1. A backflow prevention cap for panels each having a tetragonal panel body; outer interlocking folds provided by folding outwardly two neighboring sides of the panel body to extend in parallel to a surface of the panel body; and inner interlocking folds provided by folding inwardly two remaining sides of the panel body opposite to the outer interlocking folds so that the inner interlocking folds extend in parallel to an opposite surface of the panel body, the backflow prevention cap comprising: a water shielding part having a sheet-shaped wedge structure to be installed in top ends of the outer interlocking folds of each of the panels and supported in the top ends of the outer interlocking folds by locking means when the panels are continuously seamed together by the outer and inner interlocking folds thereof that interlock with each other, the water shielding part thus preventing a backflow of water from the panel body of each of the seamed panels into gaps defined between the outer and inner interlocking folds of the seamed panels.

2. The backflow prevention cap according to claim 1, wherein the water shielding part comprises an L-shaped hollow body with two sidewalls, and a locking portion provided at a predetermined position of the L-shaped water shielding part to use a locking nail as the locking means.

3. The backflow prevention cap according to claim 1, wherein the water shielding part comprises a triangular solid body with a locking portion provided at a pre-determined position of the triangular water shielding part to use a locking nail as the locking means.

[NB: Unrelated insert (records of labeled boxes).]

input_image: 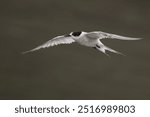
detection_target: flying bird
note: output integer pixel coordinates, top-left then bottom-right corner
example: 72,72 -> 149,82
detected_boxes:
23,31 -> 141,55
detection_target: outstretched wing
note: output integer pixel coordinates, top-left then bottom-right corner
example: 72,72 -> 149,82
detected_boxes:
86,31 -> 141,40
23,36 -> 75,53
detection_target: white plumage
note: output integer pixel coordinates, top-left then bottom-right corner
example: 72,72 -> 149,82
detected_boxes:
23,31 -> 140,55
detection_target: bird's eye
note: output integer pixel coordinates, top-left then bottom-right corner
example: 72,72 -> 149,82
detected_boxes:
72,31 -> 82,37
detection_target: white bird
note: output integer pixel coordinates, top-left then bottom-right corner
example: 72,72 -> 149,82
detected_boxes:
23,31 -> 140,55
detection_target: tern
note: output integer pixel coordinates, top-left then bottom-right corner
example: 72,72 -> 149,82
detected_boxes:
23,31 -> 141,56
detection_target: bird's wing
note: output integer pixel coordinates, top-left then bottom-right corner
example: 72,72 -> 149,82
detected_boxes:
23,36 -> 75,53
86,31 -> 141,40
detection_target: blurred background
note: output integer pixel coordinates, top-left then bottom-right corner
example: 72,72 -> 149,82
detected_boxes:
0,0 -> 150,99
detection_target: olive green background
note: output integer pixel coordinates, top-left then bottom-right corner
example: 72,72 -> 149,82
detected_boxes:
0,0 -> 150,99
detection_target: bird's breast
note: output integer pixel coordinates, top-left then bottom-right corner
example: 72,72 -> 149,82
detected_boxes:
76,37 -> 96,47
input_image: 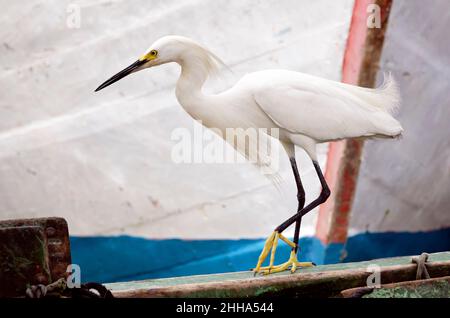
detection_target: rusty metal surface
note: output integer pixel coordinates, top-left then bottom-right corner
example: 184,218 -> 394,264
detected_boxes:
0,218 -> 71,297
341,276 -> 450,298
107,253 -> 450,298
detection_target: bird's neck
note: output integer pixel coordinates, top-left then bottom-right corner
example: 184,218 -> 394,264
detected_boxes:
175,60 -> 208,111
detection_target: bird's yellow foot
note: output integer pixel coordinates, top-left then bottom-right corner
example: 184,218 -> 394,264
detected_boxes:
253,231 -> 314,275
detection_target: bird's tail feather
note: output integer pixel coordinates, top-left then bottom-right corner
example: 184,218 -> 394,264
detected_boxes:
344,73 -> 401,115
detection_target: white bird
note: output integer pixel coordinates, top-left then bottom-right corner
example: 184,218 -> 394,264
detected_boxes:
96,36 -> 403,274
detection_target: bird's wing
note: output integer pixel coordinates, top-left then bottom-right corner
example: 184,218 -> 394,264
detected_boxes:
253,82 -> 398,141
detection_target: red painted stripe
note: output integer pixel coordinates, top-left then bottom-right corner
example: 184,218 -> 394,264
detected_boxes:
316,0 -> 375,244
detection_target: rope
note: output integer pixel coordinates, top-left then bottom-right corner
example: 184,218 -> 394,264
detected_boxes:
412,253 -> 430,280
25,278 -> 114,298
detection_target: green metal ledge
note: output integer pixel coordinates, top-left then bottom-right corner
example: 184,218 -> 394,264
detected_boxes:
106,252 -> 450,298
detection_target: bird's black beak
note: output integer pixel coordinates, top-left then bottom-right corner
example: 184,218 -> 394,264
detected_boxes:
95,60 -> 148,92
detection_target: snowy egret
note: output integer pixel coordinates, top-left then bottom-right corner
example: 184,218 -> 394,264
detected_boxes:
96,36 -> 403,274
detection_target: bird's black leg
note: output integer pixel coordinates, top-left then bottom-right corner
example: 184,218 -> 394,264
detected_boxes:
290,157 -> 305,253
275,161 -> 331,233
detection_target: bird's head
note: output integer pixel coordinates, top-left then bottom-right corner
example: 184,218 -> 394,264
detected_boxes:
95,35 -> 224,92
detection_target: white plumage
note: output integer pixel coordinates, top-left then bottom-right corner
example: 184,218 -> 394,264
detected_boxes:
97,36 -> 403,272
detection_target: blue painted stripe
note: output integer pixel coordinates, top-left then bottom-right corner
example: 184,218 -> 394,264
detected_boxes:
71,229 -> 450,282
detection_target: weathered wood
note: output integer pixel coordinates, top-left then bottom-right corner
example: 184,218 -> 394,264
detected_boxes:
0,218 -> 71,297
107,252 -> 450,298
341,276 -> 450,298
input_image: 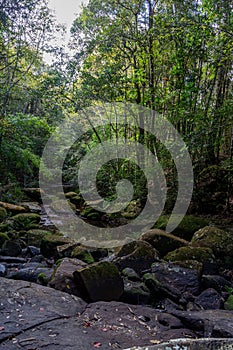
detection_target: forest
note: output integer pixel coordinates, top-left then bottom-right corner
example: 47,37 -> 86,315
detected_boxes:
0,0 -> 233,215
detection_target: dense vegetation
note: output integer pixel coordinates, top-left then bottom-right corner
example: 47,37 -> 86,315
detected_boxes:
0,0 -> 233,215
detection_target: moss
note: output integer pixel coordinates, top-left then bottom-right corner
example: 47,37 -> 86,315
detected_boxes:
81,207 -> 102,220
11,213 -> 40,230
0,232 -> 9,248
40,234 -> 72,257
0,207 -> 7,222
154,215 -> 209,241
191,226 -> 233,259
164,246 -> 215,263
224,294 -> 233,310
71,247 -> 95,264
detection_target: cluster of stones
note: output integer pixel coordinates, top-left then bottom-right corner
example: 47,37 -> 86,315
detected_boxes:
0,190 -> 233,348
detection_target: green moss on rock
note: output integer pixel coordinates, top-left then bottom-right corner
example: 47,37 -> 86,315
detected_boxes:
40,234 -> 73,257
11,213 -> 40,230
191,226 -> 233,258
0,232 -> 9,248
0,207 -> 7,222
71,247 -> 95,264
154,215 -> 209,241
164,246 -> 215,263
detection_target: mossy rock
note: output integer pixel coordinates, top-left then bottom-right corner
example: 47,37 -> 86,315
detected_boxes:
71,247 -> 95,264
154,215 -> 209,241
191,226 -> 233,258
20,229 -> 52,247
40,234 -> 73,257
11,213 -> 40,230
140,228 -> 189,257
0,232 -> 10,248
164,246 -> 215,263
224,294 -> 233,310
80,207 -> 102,221
0,207 -> 7,222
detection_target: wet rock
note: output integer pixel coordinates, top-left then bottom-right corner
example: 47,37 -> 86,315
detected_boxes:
0,264 -> 7,277
140,228 -> 189,257
201,275 -> 233,293
0,206 -> 7,222
20,229 -> 52,247
40,234 -> 74,257
154,215 -> 209,241
173,310 -> 233,338
20,202 -> 41,214
0,232 -> 9,248
113,241 -> 158,274
191,226 -> 233,261
24,188 -> 44,203
7,264 -> 53,284
11,213 -> 40,230
49,258 -> 87,297
164,246 -> 215,263
0,202 -> 26,215
120,279 -> 151,305
195,288 -> 223,310
121,267 -> 141,282
143,262 -> 200,302
73,261 -> 124,302
71,247 -> 95,264
2,240 -> 22,256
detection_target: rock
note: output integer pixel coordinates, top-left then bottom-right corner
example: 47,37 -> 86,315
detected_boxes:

4. The backflow prevention cap according to claim 1, wherein the water shielding part comprises an L-shaped hollow body with two sidewalls, and is supported by an adhesive as the locking means.

5. The backflow prevention cap according to claim 1, wherein the water shielding part comprises a triangular solid body, and is supported by an adhesive as the locking means.

6. The backflow prevention cap according to any one of claims 1, 2, 3, 4 and 5, wherein each of the panels having the outer and inner interlocking folds is installed on a support surface by the locking nail used as the locking means or a separate locking clip.